A Line Made By Running

I went out into the garden this morning. Of course I had noticed it before now, but I hadn’t acknowledged it. The path has gone, the grass has regrown and the trace of his physical existence is no longer there. It left me feeling sad. He would run from one end of the trees to the other barking at the cyclists who would greet him as they passed. The path embodied his physical presence.

Video – A Line Made By Running

The line in Richard Long’s A Line Made By Walking (1967), embodied his physical presence in the act of walking and questioned which part is the art, the walking, the line, the photograph documenting it?

I then started thinking about how dogs see the world and about colour, about whether colour only exists because we perceive it and what the world would ‘look’ like if we didn’t. It took me to the classic question of whether a falling tree makes a sound if no-one is there to hear it. From a scientific perspective it does because it still creates the sound waves. But what about a banana in a dark room? It still exists even though we can’t perceive it, but is it still yellow? My initial thought was no, because there are no light waves to be reflected or absorbed.
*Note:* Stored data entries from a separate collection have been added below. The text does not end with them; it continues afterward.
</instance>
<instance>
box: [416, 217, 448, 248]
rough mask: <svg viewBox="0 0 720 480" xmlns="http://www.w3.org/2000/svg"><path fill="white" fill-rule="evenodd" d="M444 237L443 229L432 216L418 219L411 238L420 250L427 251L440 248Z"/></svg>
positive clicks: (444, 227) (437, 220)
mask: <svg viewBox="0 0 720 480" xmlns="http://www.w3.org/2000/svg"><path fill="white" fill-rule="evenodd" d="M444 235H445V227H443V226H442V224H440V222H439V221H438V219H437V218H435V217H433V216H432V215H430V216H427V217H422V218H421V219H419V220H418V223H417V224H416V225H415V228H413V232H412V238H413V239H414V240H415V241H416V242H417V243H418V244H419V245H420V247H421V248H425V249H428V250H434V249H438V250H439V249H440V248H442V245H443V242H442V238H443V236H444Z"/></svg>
I think that I prefer the scientific view to Berkeley’s idea that ‘to exist is to be perceived‘ in which neither the tree nor the banana exist until we perceive them. But that led me to thinking about whether my work is art when only I perceive it or whether it needs to be perceived by others as being art. I think Merleau-Ponty would say that it is enough that I experience it as art because our perception is embodied in our experience of being in the world. It is art because I declare it to be, the perception of others enhances it and adds to its meaning.

Rightly or wrongly, some rambling thoughts when I’m supposed to be getting on with something else.

Making A Sound

When I went to the Pallant House Gallery to see Dora Carrington recently there was another exhibition on at the same time: Maggi Hambling – ‘Nightingale Night’.

Nightingale Night VI
Nightingale Night X
Nightingale Night XIV
Nightingale Night III
Nightingale Night IV

Hambling spent a night in a woodland in Sussex in the Spring of 2023 listening to nightingales. I didn’t take photos of all of the paintings – I think I was only drawn to some of them on the day, or maybe I was tired from exploring Dora, but Iooking again at the images on the identification labels, I’m regretting not having done so.

I’ve since read an entertaining interview with Hambling about the exhibition in ROSA Magazine – I like doing further research after I’ve been to an exhibition; never before.

I’m not entirely sure what I think about it all. I’m not sure that I like the gold on the black ground, although I can absolutely understand her reasoning behind it, and I do like a bit of gold. Does she succeed in communicating the otherworldly divinity of the nightingale in the darkness? The sense of it, absolutely, but the sound of it? I’m not convinced, and I think it’s the mark-making. The swirls and definite vertical and horizontal marks are successful, I think, in representing sound; my issue is with the drip-like marks – they don’t allude to the beautiful song of a nightingale to me; it’s more akin to me having a warble and eventually running out of steam and giving up. But I think I’m being harsh, because even she admits that it’s impossible to paint the sound of a nightingale, and that what she hopes to have captured is a sense of the fleeting moment. She comments:

…there wouldn’t be much point in painting a picture that it was possible to paint…”

It’s an interesting comment, one to think about.

It would be interesting to know whether Hambling made the paintings from memory, or whether she played a recording of nightingale song whilst she worked. I’ve assumed that it is the former because it’s about the whole experience, of being in a certain place at a certain time bearing witness to something extraordinary.

I have been carrying on with my pen doodling, some of which is unfinished – I became bored, and moved on. I also decided to give nightingales a go. The concept of representing sound in a 2-D form is really interesting – the consideration of tone, volume, intonation, rhythm etc. I’ve represented it in a linear way, thinking initially about sound waves, but it would be interesting to explore other methods of representation.

The song is so diverse and improvisational that it was very difficult to think of different mar–making to represent what I was hearing. It was an interesting exercise, and very calming listening to birdsong with my eyes closed.

I like having an inked page – I think I will go through my sketchbook and randomly ink up or paint pages. I also like trying to work with unexpected events such as the solvent stains from the gold coming through to the reverse of the page. This is, literally, just playing – it’s enables a period of convalescence.